Book Read Free

Tactics of Mistake

Page 3

by Gordon R. Dickson


  “Phones tied up,” Cletus said. “Thought I’d ask Alliance Forces HQ for instructions. Tell me, is there much activity in close to Bakhalla by Neuland guerrillas these days?”

  “Right up to our front doors,” answered Mondar. He looked at Cletus shrewdly. “What’s the matter? Just now remembering how you impressed Dow at dinner, that first day on board here?”

  “That?” Cletus lifted an eyebrow. “You mean deCastries goes to the trouble of making special guerrilla targets out of every light colonel he meets?”

  “Not every one, of course,” said Mondar, and smiled. “But in any case there’s no cause for alarm. You’ll be riding into Bakhalla with Melissa, Eachan and myself in a command car.”
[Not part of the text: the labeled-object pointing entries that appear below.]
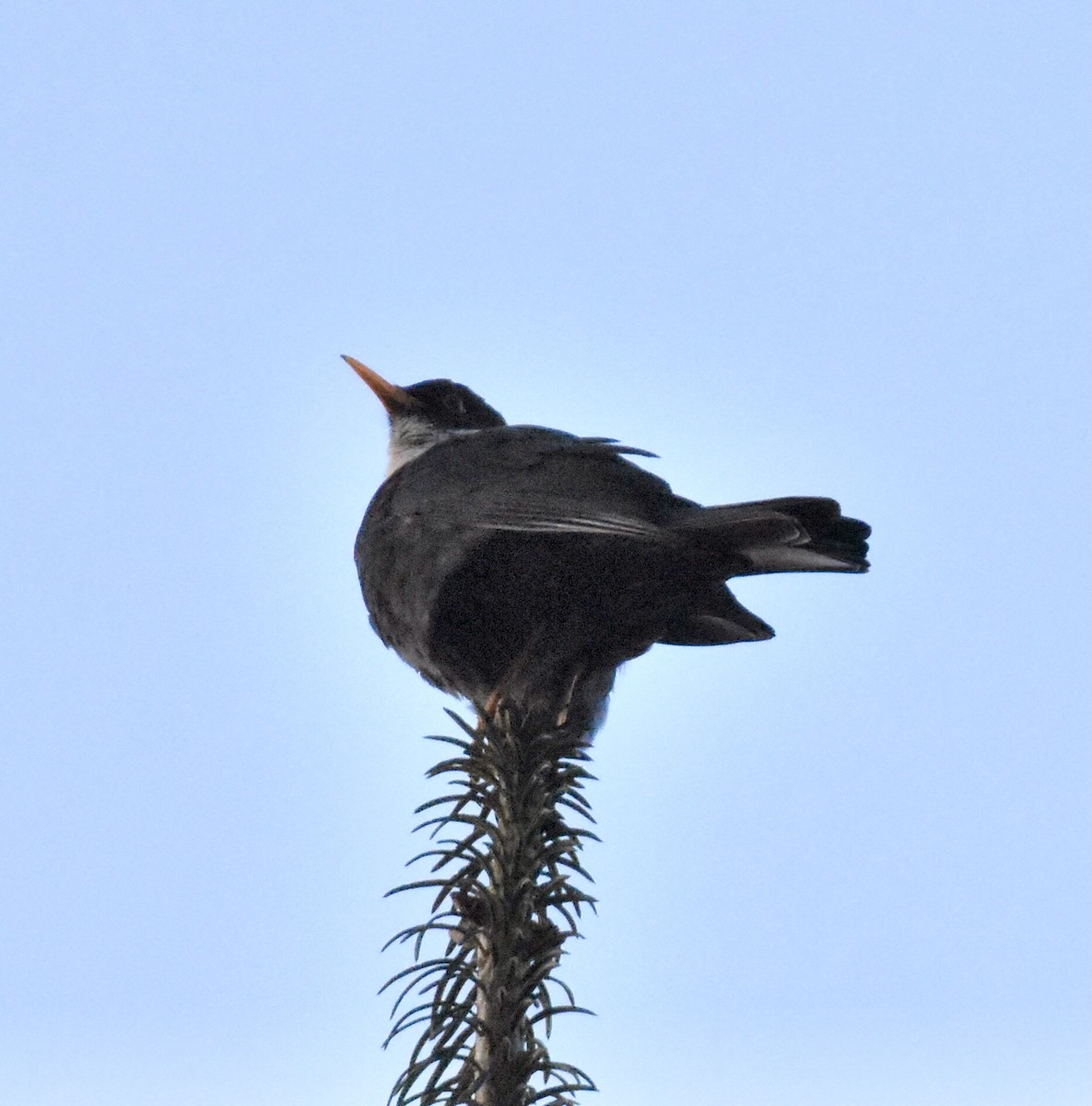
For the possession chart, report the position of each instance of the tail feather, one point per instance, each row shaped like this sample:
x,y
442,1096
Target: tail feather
x,y
799,534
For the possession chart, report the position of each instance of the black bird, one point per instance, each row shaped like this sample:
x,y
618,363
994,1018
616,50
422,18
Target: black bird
x,y
519,567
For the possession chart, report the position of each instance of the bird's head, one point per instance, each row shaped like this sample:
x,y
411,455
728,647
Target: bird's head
x,y
423,415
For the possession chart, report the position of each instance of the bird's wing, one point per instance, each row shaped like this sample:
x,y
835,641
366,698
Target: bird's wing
x,y
533,480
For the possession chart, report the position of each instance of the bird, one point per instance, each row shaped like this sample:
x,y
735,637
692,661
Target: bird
x,y
517,568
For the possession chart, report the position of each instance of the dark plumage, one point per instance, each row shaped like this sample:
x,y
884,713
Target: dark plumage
x,y
519,567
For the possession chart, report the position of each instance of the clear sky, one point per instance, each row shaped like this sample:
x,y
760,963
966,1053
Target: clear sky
x,y
832,248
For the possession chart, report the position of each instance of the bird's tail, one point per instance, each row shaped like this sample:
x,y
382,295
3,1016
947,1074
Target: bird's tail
x,y
797,534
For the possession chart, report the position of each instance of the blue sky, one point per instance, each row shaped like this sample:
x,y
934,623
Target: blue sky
x,y
827,248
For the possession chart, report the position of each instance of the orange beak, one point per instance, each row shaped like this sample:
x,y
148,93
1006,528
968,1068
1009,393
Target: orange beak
x,y
390,395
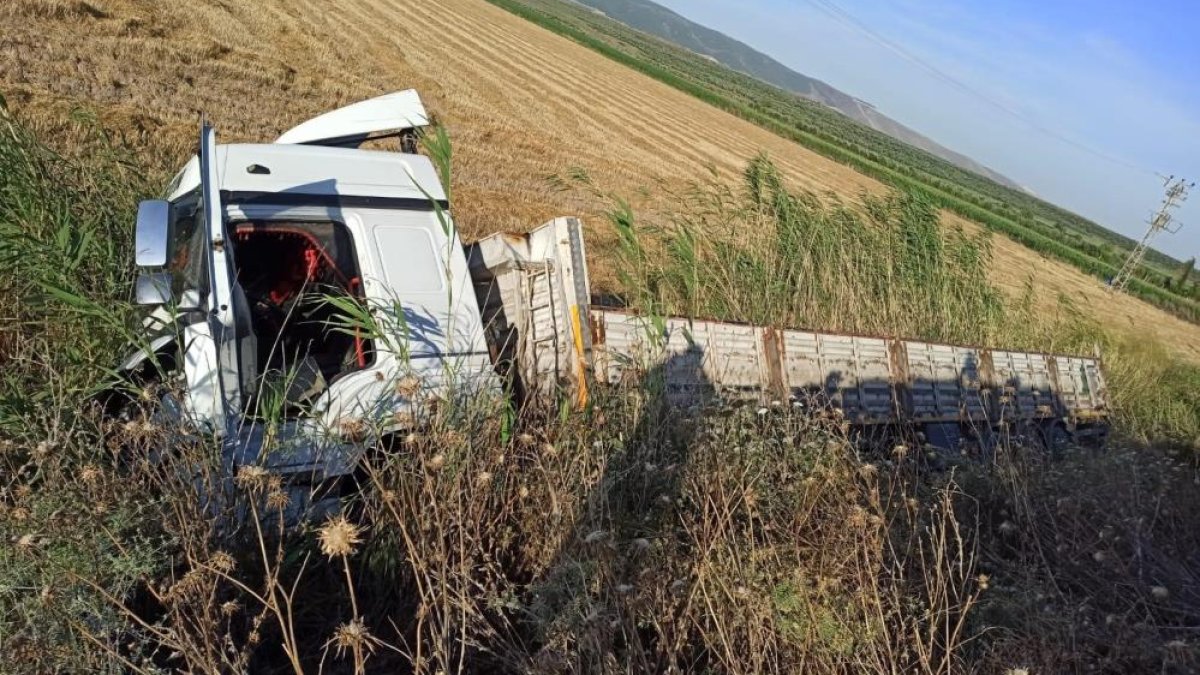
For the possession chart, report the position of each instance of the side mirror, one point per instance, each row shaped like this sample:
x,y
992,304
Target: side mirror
x,y
153,236
153,288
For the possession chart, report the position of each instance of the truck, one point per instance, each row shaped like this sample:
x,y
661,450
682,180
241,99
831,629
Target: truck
x,y
311,296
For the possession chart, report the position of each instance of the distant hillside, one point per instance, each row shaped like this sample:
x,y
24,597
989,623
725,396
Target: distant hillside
x,y
657,19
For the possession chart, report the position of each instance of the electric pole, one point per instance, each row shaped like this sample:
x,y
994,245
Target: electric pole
x,y
1176,193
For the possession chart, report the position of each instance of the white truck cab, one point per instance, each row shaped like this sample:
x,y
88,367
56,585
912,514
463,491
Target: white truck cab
x,y
315,285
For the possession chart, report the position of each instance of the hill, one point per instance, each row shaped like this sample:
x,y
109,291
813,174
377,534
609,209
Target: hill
x,y
521,103
657,19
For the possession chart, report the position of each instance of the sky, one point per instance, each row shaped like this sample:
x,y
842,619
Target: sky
x,y
1081,102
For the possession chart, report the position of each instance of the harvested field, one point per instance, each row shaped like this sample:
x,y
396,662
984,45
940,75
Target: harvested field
x,y
522,105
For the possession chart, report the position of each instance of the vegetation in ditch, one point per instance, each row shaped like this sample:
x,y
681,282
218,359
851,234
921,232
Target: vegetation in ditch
x,y
628,537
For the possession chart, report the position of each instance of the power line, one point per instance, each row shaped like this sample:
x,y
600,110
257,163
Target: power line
x,y
1176,193
831,9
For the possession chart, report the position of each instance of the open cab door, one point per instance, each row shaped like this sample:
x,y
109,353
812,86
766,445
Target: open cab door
x,y
220,364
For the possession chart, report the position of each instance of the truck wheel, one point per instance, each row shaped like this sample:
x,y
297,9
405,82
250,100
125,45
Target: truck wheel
x,y
1055,438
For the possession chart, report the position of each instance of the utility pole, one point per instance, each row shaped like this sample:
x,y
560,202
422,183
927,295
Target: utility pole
x,y
1176,193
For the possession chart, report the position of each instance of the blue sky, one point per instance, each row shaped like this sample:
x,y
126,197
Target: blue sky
x,y
1121,78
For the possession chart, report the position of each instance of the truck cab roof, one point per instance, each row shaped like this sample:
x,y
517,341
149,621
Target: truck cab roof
x,y
271,172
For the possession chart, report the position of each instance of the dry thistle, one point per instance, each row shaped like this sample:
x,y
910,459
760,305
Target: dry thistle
x,y
90,475
251,477
353,635
339,537
222,562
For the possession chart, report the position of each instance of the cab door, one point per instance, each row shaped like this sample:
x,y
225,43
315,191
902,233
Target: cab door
x,y
221,351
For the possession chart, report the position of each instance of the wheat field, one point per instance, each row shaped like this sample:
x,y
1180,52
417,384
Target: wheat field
x,y
521,103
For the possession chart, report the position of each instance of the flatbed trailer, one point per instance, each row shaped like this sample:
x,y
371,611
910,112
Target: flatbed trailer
x,y
534,298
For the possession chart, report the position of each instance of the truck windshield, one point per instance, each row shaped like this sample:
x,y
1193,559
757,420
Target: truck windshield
x,y
288,270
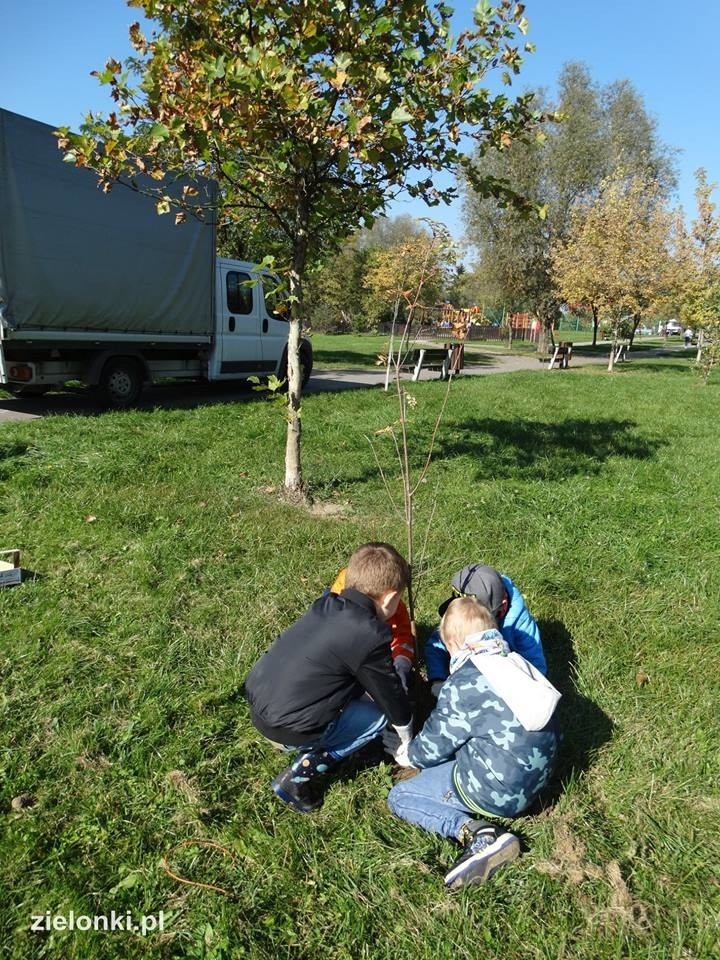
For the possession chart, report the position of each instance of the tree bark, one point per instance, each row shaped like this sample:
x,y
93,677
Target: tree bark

  “That’s reassuring,” said Cletus. But his thoughts were already halfway elsewhere. Clearly, whatever effect he had achieved with Dow deCastries had been at least partly transparent to Mondar. Which was all right, he thought. The trail he had laid out toward his announced goal was baited along its length for just the sort of subtle mind that could envision purposes at work invisible to less perceptive men. It was that sort of mind deCastries possessed, and Mondar’s was complex and deep enough in its own way to prove a useful control subject.

  A gong rang through the lounge, cutting through the sounds of conversation.

  “Shuttleboat for Bakhalla, now docking,” droned the first officer’s voice from a wall speaker. “Now docking, midships lounge hatch, the shuttleboat for Bakhalla. All passengers for Bakhalla should be ready to board… “

  Cletus found himself swept forward as the hatch opened, revealing the bright metal connecting tunnel to the shuttleboat. He and Mondar were separated by the crowd.

  The shuttleboat was little more than a cramped, uncomfortable, space-and atmosphere-going bus. It roared, dropped, plunged, jerked and finally skidded them all to a halt on a circle of scarred brown concrete surrounded by broad-leaved jungle—a green backdrop laced with what seemed to be threads of scarlet and bright yellow.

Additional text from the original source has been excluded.